Ее глубокий голос, низкий и мягкий, звучал почти сердито.
– Простите, мадемуазель, но вы позабыли сегодня запереться, – сказал с порога Модюи.
– А, это вы, Антуан! – уже другим тоном, дружелюбно, но холодновато, проговорила артистка. – Добрый вечер, только предупреждаю, сегодня без провожаний: я устала.
– Жаль, жаль! – Антуан подошел к креслу и поманил за собой товарища. – А я хочу просить у вас позволения представить вам моего друга. Можно?
Девушка вскинула глаза на Модюи, ибо он уже навис над ее креслом и осторожно взвешивал на ладони черные струи ее волос.
– А кто ваш друг? – спросила она. – Опять какой-нибудь офицер?
– Нет, моя прелесть. Как и я, всего лишь архитектор. Позвольте же вам представить: мсье Огюст де Монферран.
– Как звучно! – воскликнула мадемуазель де Боньер и наконец обернулась ко второму своему гостю. – Я очень рада вам, мсье. Я…

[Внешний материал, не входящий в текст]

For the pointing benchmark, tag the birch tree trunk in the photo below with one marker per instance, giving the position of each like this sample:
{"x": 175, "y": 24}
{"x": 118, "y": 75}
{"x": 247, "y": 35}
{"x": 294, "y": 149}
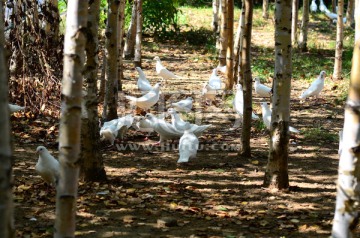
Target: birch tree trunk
{"x": 247, "y": 76}
{"x": 130, "y": 36}
{"x": 339, "y": 41}
{"x": 111, "y": 59}
{"x": 265, "y": 9}
{"x": 92, "y": 166}
{"x": 70, "y": 119}
{"x": 294, "y": 21}
{"x": 7, "y": 228}
{"x": 238, "y": 45}
{"x": 223, "y": 34}
{"x": 346, "y": 216}
{"x": 137, "y": 58}
{"x": 302, "y": 44}
{"x": 215, "y": 20}
{"x": 121, "y": 42}
{"x": 350, "y": 20}
{"x": 230, "y": 46}
{"x": 276, "y": 173}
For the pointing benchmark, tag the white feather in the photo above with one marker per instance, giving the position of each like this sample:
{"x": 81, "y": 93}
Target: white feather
{"x": 47, "y": 166}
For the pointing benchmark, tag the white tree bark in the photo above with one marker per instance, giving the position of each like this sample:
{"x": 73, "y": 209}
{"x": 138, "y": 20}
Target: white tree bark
{"x": 346, "y": 216}
{"x": 138, "y": 40}
{"x": 276, "y": 173}
{"x": 302, "y": 44}
{"x": 215, "y": 20}
{"x": 131, "y": 33}
{"x": 112, "y": 51}
{"x": 339, "y": 41}
{"x": 70, "y": 119}
{"x": 294, "y": 21}
{"x": 6, "y": 201}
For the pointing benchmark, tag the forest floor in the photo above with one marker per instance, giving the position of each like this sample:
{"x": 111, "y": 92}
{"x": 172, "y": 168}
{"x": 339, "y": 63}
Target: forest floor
{"x": 219, "y": 194}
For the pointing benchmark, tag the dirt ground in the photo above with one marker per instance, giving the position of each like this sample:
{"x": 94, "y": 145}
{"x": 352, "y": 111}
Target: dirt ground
{"x": 219, "y": 194}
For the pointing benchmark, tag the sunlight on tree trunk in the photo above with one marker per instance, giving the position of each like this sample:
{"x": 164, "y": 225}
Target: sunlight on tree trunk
{"x": 294, "y": 21}
{"x": 265, "y": 9}
{"x": 111, "y": 66}
{"x": 276, "y": 173}
{"x": 92, "y": 166}
{"x": 223, "y": 34}
{"x": 70, "y": 119}
{"x": 7, "y": 228}
{"x": 346, "y": 216}
{"x": 215, "y": 20}
{"x": 339, "y": 41}
{"x": 247, "y": 76}
{"x": 230, "y": 46}
{"x": 350, "y": 20}
{"x": 238, "y": 45}
{"x": 137, "y": 59}
{"x": 304, "y": 27}
{"x": 121, "y": 43}
{"x": 131, "y": 34}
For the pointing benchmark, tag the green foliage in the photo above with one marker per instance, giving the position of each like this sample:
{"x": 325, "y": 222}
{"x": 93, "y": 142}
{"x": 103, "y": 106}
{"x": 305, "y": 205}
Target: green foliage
{"x": 159, "y": 17}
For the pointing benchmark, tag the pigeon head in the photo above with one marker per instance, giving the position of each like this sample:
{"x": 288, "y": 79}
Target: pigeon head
{"x": 238, "y": 87}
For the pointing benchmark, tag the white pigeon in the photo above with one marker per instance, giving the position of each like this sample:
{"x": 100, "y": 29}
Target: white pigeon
{"x": 238, "y": 103}
{"x": 322, "y": 6}
{"x": 114, "y": 128}
{"x": 47, "y": 166}
{"x": 315, "y": 88}
{"x": 165, "y": 129}
{"x": 222, "y": 69}
{"x": 183, "y": 105}
{"x": 142, "y": 124}
{"x": 313, "y": 6}
{"x": 143, "y": 84}
{"x": 215, "y": 80}
{"x": 261, "y": 89}
{"x": 266, "y": 115}
{"x": 188, "y": 145}
{"x": 180, "y": 125}
{"x": 162, "y": 71}
{"x": 148, "y": 100}
{"x": 15, "y": 108}
{"x": 208, "y": 92}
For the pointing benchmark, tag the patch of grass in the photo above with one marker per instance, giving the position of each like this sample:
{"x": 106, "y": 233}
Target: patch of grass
{"x": 319, "y": 134}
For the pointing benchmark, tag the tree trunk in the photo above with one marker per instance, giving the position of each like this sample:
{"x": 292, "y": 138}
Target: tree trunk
{"x": 230, "y": 46}
{"x": 92, "y": 166}
{"x": 137, "y": 58}
{"x": 215, "y": 20}
{"x": 70, "y": 119}
{"x": 223, "y": 34}
{"x": 247, "y": 86}
{"x": 265, "y": 9}
{"x": 294, "y": 21}
{"x": 346, "y": 216}
{"x": 304, "y": 27}
{"x": 276, "y": 173}
{"x": 121, "y": 42}
{"x": 7, "y": 228}
{"x": 112, "y": 56}
{"x": 238, "y": 45}
{"x": 339, "y": 41}
{"x": 350, "y": 21}
{"x": 130, "y": 36}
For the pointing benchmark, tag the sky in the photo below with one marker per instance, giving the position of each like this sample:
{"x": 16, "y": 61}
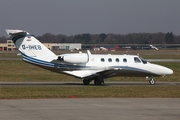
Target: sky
{"x": 71, "y": 17}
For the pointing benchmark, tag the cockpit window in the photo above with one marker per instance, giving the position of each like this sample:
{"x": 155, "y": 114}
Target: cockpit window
{"x": 110, "y": 60}
{"x": 124, "y": 60}
{"x": 143, "y": 60}
{"x": 102, "y": 59}
{"x": 117, "y": 59}
{"x": 136, "y": 60}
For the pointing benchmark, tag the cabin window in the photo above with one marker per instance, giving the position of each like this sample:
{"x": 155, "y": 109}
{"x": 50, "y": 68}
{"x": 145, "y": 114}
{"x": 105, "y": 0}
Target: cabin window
{"x": 117, "y": 59}
{"x": 110, "y": 60}
{"x": 136, "y": 60}
{"x": 102, "y": 60}
{"x": 124, "y": 60}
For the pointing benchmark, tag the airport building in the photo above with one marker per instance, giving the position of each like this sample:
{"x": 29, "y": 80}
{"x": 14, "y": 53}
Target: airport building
{"x": 9, "y": 46}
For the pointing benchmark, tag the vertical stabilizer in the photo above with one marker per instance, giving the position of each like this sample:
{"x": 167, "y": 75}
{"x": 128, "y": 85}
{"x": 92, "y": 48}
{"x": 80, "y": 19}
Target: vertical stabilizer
{"x": 29, "y": 46}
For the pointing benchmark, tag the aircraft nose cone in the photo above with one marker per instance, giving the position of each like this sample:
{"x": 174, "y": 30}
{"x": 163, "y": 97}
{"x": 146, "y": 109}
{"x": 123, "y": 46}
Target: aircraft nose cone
{"x": 169, "y": 71}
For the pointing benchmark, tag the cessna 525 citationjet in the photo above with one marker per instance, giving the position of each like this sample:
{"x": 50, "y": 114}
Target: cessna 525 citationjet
{"x": 86, "y": 66}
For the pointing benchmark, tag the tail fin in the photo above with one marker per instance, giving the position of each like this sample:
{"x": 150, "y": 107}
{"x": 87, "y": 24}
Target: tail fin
{"x": 29, "y": 46}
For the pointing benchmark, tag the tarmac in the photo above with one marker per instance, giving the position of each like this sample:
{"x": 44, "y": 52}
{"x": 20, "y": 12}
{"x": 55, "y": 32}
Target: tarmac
{"x": 91, "y": 109}
{"x": 78, "y": 84}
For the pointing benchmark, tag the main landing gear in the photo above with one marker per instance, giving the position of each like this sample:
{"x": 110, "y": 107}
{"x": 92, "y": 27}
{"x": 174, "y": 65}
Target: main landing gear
{"x": 151, "y": 80}
{"x": 97, "y": 81}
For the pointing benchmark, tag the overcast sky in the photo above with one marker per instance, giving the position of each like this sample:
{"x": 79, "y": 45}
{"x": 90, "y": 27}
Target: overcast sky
{"x": 72, "y": 17}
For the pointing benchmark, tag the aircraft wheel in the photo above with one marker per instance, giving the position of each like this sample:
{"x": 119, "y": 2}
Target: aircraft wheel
{"x": 97, "y": 82}
{"x": 86, "y": 81}
{"x": 152, "y": 81}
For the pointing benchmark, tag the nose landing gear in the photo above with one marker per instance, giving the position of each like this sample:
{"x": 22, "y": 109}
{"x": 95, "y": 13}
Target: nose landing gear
{"x": 151, "y": 80}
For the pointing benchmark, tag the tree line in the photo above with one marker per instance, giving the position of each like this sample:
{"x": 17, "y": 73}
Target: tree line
{"x": 131, "y": 38}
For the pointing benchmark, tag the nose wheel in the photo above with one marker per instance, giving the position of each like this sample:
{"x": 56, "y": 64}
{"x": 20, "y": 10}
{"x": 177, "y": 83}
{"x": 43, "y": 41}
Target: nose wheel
{"x": 152, "y": 81}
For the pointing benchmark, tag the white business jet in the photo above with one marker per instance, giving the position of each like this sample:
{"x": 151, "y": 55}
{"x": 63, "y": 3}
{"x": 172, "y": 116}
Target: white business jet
{"x": 86, "y": 66}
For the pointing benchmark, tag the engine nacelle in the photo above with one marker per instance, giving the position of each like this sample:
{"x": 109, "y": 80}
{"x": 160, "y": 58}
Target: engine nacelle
{"x": 76, "y": 58}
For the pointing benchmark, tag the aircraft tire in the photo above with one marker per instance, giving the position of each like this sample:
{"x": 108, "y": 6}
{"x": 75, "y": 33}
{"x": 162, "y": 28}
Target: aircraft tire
{"x": 152, "y": 81}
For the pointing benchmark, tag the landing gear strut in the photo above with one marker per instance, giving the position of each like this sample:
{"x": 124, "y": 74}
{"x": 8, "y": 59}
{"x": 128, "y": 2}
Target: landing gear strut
{"x": 151, "y": 80}
{"x": 99, "y": 80}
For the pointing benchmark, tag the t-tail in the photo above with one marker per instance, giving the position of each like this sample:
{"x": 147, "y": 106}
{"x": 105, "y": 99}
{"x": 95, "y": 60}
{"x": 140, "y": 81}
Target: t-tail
{"x": 31, "y": 49}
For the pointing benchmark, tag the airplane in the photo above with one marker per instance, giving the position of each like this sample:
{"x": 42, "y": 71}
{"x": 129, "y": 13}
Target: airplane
{"x": 86, "y": 66}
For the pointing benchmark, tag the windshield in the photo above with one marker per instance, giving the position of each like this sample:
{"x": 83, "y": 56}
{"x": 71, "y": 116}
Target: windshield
{"x": 143, "y": 60}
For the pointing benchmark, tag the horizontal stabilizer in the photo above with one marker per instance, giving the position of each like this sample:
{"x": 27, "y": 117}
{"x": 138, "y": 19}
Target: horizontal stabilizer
{"x": 14, "y": 32}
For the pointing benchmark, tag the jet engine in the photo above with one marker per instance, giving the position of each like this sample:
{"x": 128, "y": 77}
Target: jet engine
{"x": 76, "y": 58}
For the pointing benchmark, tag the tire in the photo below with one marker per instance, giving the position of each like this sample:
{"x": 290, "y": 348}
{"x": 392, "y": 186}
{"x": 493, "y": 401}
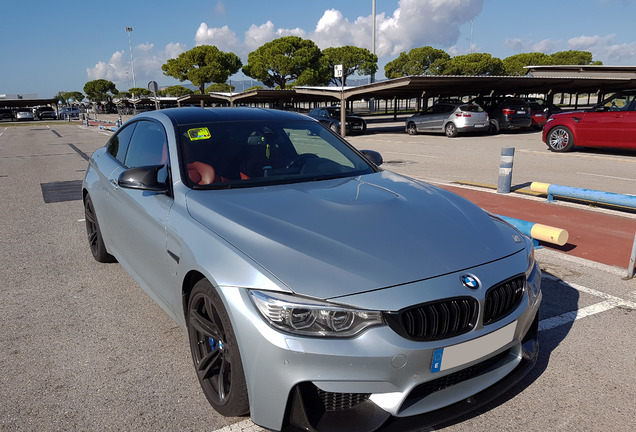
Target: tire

Но слова застряли у нее в горле. Лицо, только что покрытое легким свежим румянцем, залила смертельная бледность, однако мгновение спустя оно вспыхнуло еще ярче, на щеках зацвели алые пятна, губы задрожали. Она вскочила с кресла, распахнув невольно свой халат, открывая белый хитон амазонки. Руки ее вскинулись, протянулись вперед, и она вскрикнула, задыхаясь, захлебываясь смятением и восторгом:
– Анри?!
Огюст так и застыл перед нею, совершенно ничего не разумея. Он растерялся бы куда меньше, если бы встретил полное равнодушие или даже презрение. Что бы это могло значить? Что означает это имя, забытое имя его детства, в устах незнакомой женщины?
– Анри? – повторил он недоуменно. – Почему вы… Откуда вы знаете это мое имя, мадемуазель?
Девушка отшатнулась. Опять погас ее румянец, руки тотчас упали.
– Так вы не узнали меня? – произнесла она глухо, с таким отчаянием, что ему стало еще больше не по себе.
Но почти тотчас же наездница рассмеялась и, смеясь, опять упала в свое кресло.